Jakarta, Kompas -
Salah satu proyek transportasi massal yang terbengkalai di tengah jalan adalah monorel yang didesain dengan daya angkut 105-180 orang per kereta di jalur sepanjang 14,3 kilometer. Jalur itu membentang dari Jalan Rasuna Said, Gatot Soebroto, Kawasan Bisnis Terpadu Sudirman (SCBD), Senayan, Pejompongan, dan kembali ke Rasuna Said. Kini, yang tersisa cuma tiang-tiang beton yang menelan ratusan miliar rupiah.
Awalnya, harapan memiliki monorel dipatok pada 2006. Namun, berselang enam tahun, belum ada tanda-tanda harapan akan muncul monorel karena proyek dihentikan. Deputi Gubernur DKI Jakarta Bidang Industri, Perdagangan, dan Transportasi Sutanto Soehodo, Senin (23/4), mengatakan, proyek monorel terganjal pembiayaan sehingga sulit dilanjutkan karena perhitungan awal tidak tepat. Pihak swasta yang mengerjakan proyek ini juga tak mampu mendatangkan pinjaman sesuai kebutuhan.

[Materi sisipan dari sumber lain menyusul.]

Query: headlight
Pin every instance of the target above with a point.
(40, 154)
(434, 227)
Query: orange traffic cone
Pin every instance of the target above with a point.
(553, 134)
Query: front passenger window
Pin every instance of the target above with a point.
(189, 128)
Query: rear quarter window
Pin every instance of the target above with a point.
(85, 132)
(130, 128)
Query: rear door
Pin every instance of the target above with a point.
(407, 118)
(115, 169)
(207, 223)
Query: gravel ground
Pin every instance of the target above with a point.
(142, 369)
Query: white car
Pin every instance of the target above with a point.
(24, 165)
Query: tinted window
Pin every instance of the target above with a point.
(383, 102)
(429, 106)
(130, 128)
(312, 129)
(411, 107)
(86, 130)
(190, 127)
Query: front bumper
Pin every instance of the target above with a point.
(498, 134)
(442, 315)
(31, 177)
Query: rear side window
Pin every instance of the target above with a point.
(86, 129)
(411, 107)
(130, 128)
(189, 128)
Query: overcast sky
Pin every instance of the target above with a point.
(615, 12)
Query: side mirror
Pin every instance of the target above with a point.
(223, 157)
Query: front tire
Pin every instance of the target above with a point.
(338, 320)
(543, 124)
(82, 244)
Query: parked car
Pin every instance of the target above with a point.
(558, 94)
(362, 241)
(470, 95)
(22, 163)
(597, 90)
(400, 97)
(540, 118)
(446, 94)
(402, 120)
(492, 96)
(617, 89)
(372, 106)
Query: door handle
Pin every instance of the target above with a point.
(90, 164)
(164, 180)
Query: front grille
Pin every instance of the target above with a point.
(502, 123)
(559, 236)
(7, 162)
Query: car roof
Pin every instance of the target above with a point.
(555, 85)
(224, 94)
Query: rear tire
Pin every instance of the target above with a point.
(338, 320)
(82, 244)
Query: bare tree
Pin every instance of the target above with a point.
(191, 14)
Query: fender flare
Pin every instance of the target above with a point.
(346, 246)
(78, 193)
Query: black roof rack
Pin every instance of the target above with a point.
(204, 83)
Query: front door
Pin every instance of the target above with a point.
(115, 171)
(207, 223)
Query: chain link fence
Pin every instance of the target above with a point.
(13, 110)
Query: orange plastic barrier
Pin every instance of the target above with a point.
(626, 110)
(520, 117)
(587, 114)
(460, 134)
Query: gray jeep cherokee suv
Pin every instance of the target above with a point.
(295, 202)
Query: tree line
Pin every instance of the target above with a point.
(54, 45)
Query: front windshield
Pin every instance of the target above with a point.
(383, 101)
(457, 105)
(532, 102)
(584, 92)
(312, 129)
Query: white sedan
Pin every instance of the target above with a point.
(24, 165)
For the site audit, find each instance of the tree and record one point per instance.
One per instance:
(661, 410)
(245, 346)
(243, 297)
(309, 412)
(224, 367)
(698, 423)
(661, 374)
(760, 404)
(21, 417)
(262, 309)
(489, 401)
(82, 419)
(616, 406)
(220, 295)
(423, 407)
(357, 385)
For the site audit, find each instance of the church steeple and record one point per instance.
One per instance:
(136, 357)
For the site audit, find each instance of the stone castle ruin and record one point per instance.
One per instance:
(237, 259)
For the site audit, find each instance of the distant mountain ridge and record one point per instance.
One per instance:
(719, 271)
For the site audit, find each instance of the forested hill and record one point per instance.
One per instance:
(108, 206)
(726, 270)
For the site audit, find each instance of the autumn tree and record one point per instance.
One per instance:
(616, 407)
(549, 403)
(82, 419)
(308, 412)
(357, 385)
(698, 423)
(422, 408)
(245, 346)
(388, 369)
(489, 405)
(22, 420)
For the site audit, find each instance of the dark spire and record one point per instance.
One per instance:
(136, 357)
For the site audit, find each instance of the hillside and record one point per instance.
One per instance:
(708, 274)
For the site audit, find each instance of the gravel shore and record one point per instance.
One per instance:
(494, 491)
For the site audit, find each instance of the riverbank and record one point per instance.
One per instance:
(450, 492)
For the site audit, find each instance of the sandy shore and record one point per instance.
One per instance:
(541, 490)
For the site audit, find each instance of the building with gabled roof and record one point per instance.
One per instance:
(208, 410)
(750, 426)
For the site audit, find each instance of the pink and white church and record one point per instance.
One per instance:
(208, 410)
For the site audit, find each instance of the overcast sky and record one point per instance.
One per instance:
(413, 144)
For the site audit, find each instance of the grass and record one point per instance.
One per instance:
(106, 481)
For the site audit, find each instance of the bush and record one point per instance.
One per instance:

Proyek ini perlu didefinisi ulang, termasuk pola pendanaannya. Definisi ulang yang
Proyek transportasi massal lain yang digarap Pemerintah Provinsi DKI Jakarta adalah pembangunan mass rapid transit (MRT). Pembangunan MRT diwacanakan dengan terbitnya surat keputusan Menko Perekonomian tahun 2005. Baru tiga tahun kemudian, yakni 17 Juni 2008, terbentuk PT MRT Jakarta, sebuah badan usaha milik daerah yang ditugaskan membangun MRT.
Namun, pembangunan MRT tidak bisa cepat. Apabila pemasangan tiang pancang jadi dilaksanakan akhir April 2012, koridor selatan-utara tahap pertama baru rampung akhir tahun 2016. Pada tahap pertama, MRT melayani Lebak Bulus-Bundaran HI dengan panjang lintasan 15,7 km.
Kapasitas angkut MRT tahap pertama pada 2020 sejumlah 412.700 orang per hari. Keberadaan MRT pada tahun itu harus bersaing dengan pertumbuhan kendaraan bermotor yang rata-rata 8 persen per tahun.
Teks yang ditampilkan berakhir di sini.